Donnerstag, 26. Juli 2012

Laut einer von der US-Beraterfirma Wealth-X erstellten Studie leben in El Salvador 140 Superreiche, die Vermögen von mehr  als 30 Millionen Dollar besitzen. Auch wenn sich die Studie hinsichtlich der Namen in Schweigen hüllt, machen die Zahlen einmal mehr das große Ausmaß von Ungleichheit und Ungerechtigkeit im Land deutlich, leben dóch 36,5% der Familien in Armut.

Die meisten Millionäre Lateinamerikas leben in Brasilien 4725), Mexiko (2900), Argentinien (1050), Kolumbien (900) und Peru (775). El Salvador hat weniger Millionäre als Guatemala, Honduras und Nicaragua.

Quelle: El Mundo

Weniger Morde und niedrigere Zinsen

Donnerstag, 26. Juli 2012

Der Waffenstillstand zwischen den beiden größten und gewalttätigsten Gangs (Barrio 18 and Mara Salvatrucha) vom 9. März zeigt Früchte. Die Zahl der Morde ist deutlich gesunken, die Zinsen für Staatsanleihen auch. Das Abkommen wurde anfangs mit Skepsis beäugt und vielfach als Kapitulation der Regierung vor den Gangs kritisiert. Allein die Erfolge scheinen den Verhandlern auf Seiten der Kirche (Militärbischof Fabio Colindres) und der Regierung (Innenminister Munguía Payes) Recht zu geben. In den Nachbarstaaten, in denen Gangs auch großen Einfluss gewonnen haben, wächst das Interesse an dem Experiment. Am 12. Juli machte sich sogar der Generalsekretär der OAS (Organisation amerikanischer Staaten) Jose Miguel Insulza persönlich ein Bild von der Lage und besuchte Anführer der Gangs im Gefängnis.

Seit dem Waffenstillstand fiel der Zinssatz für Staatsanleihen um mehr als einen halben Prozentpunkt, doppelt so stark wie im lateinamerikanischen Durchschnitt.  Vertreter von Investmentfirmen verweisen eindeutig auf den Zusammenhang mit dem Rückgang in der alltäglichen Gewalt und der Mordrate. Diese war nach UN-Angaben mit 62 Morden auf 100.000 Einwohner 2011 die zweithöchste in der Welt (hinter Honduras mit 82). Seit März ging die Zahl der Morde um 70% zurück, von 14 Morden täglich auf 4.

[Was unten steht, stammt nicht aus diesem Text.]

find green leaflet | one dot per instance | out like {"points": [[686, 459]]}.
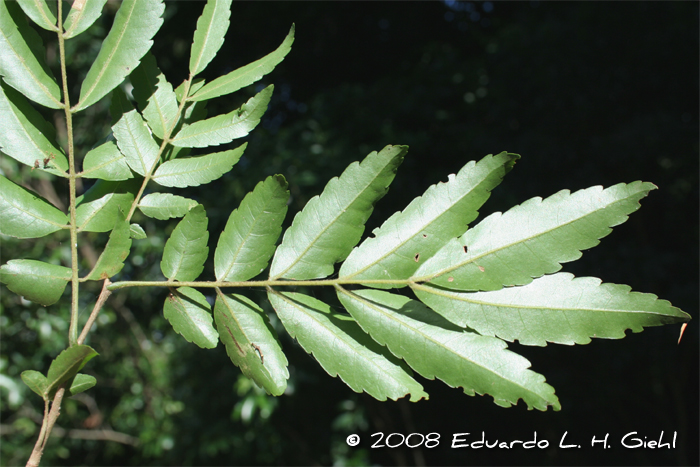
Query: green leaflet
{"points": [[107, 163], [248, 241], [407, 239], [556, 308], [36, 281], [25, 214], [436, 348], [164, 206], [342, 349], [325, 231], [195, 171], [251, 342], [209, 36], [531, 239], [189, 313], [135, 142], [225, 128], [155, 96], [245, 75], [186, 250], [66, 366], [136, 22], [111, 261], [81, 16], [22, 62], [25, 135], [40, 13]]}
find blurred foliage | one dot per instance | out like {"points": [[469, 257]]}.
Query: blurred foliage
{"points": [[589, 93]]}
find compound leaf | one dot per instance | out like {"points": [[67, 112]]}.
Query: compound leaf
{"points": [[195, 171], [343, 349], [556, 308], [225, 128], [135, 24], [39, 282], [25, 214], [22, 62], [186, 250], [209, 36], [245, 75], [81, 16], [435, 347], [248, 241], [251, 342], [164, 206], [189, 313], [407, 239], [325, 231], [26, 136], [531, 239]]}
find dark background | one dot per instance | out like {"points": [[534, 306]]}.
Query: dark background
{"points": [[592, 93]]}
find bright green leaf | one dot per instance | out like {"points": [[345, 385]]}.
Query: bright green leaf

Die Bandenchefs setzten jetzt auf soziale Verantwortung und zeigen, dass sie nicht nur Teil des Problems sondern Teil der Lösung seien, indem sie zu einer friedlichen Gesellschaft beitragen. Jetzt ist allerdings die Regierung gefordert, mit Reintegrationsprogrammen und der Schaffung von Bildungschancen und Jobs für Gangmitglieder eine Perspektive für eine nachhaltige Entwicklung zu schaffen.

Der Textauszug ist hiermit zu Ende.